Happy New Year to everyone. I don't know what you are wishing for this year, but if world peace seems ambitious, we can all work towards it in our own life. I have decided to keep a little book of anger, to chart how often, and why, I get angry. I am hoping that there won't be too much in there by the end of the year - but as the year began with some thug breaking into my Landrover, it was a bad start.
I was up in London for a few days in between Xmas and New Year, and as ever, I was astonished by how rude city dwellers are to each other. Maybe living in the country has made me soft and stupid, or maybe it really isn't necessary to ignore people who ask directions, or to refuse to say please and thank you, or to smile, or to make eye contact.
Do we all hate each other, or what?
I asked a railway official where I could find the platform to the Stanstead Express. He didn't answer. I asked him again. He said 'It's on your ticket.'
I said, 'I haven't got a ticket yet.'
He said, 'Well go and buy one and then you'll know where the platform is.'
It was not an uplifting exchange.
Suddenly I saw the train. I said to the gatekeeper - 'It would be great if I could get this train - can I buy a ticket from the guard?'
'You can't board the train without a ticket.'
'I understand, but look - there's the guard getting on, and he can sell me one.'
'Didn't you hear what I said?'
'Of course I did - I thought you might make an ordinary human decision and let me catch this train.'
'Go and buy a ticket.'
Off I went, missed the train, and waited for 45minutes because the next one was delayed.
I do wonder why human beings prefer to act like senseless machines. If you are in a low-grade job, you claim power by refusing to act like a machine. Now probably I would make a lousy traffic warden or ticket collector because I would make up my own mind about every situation. It seems crazy to me to side with authority, big business, the State. Our humanness depends on us making decisions at every level, at every minute of the day.
But it's true - I hate the barriers at railway stations - of course I just want to jump on the train, so do we all, and the reason we can't is not because too many people dodge fares, but because the companies won't pay to put a guard on every train to check tickets, answer questions and keep the peace.
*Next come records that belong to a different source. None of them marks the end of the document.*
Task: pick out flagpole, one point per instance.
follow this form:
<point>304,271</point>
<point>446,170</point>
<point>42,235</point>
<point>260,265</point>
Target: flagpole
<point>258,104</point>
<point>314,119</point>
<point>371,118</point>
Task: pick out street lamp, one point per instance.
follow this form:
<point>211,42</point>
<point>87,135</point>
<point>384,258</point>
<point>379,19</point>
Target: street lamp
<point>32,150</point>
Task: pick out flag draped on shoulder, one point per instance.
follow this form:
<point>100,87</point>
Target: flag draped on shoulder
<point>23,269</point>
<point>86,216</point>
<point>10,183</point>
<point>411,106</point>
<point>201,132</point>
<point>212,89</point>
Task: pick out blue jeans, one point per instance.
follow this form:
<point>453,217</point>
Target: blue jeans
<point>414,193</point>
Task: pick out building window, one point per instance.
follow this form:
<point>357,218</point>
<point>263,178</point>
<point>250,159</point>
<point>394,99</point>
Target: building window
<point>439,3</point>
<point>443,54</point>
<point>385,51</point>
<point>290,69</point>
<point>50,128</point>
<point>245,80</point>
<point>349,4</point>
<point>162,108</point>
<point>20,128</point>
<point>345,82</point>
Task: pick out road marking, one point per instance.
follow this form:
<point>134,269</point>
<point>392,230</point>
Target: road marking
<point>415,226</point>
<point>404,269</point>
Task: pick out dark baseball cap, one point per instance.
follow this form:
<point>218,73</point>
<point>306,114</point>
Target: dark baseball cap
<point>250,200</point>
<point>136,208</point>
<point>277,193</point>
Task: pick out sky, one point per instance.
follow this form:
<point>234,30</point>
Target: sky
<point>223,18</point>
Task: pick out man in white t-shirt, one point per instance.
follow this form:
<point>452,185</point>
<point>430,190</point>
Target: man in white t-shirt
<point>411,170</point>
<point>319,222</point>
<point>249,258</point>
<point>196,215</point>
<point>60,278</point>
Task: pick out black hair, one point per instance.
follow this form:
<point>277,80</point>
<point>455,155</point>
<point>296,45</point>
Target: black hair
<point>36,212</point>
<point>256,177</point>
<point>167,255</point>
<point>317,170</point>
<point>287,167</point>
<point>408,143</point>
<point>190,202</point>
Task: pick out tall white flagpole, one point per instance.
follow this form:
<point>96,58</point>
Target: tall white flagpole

We need people, not barriers, and we need people who can remember that they are still people, even in uniform.
Meanwhile, the sky-marshal debate rages on, at least in Britain, where we do not want armed guards on our planes. This is guarding of a very different kind to a ticket collector on a train. If the USA insists that the all airlines carry sky marshals, then the USA is making a big decision about how Europeans should travel. Europe is not a gun culture. Nobody in Britain wants guns as a routine method of control. If terrorism imposes a climate of fear and repression, then terrorism has won the day.
If we are afraid to travel - then we had better not travel. The answer is not a gun.
I shall be travelling to Australia at the end of February for the Adelaide Festival. March Dates for other venues around Australia will be posted on the site next month, which will give anyone interested, a month to book up.
I am so relieved that LIGHTHOUSEKEEPING, my new book, is finished at last. It was finally delivered on December 14th, and I was working with the copy editor on the Boxing Day, the 26th. Adjustments and checks were made on January 5th, and now we print a special edition for Australia in February, with publication here in the UK in May.
I can't give any USA or foreign details yet, because my agent in New York hasn't begun to sell it.
Let's hope somebody buys it.
The trouble with books is that writing one is no guarantee that you can write another. You can write something, of course, but that is not the point. The thing has to be alive. LIGHTHOUSEKEEPING nearly killed me.
Thank you to everyone who sent cheering messages throughout the process.
Site housekeeping - the boring bit - sorry. Please do not send us any attachments. We have to bin the mail without opening it.
And lastly - go well into this new year. None of us knows how long we've got on the planet, and nothing is more precious than this day.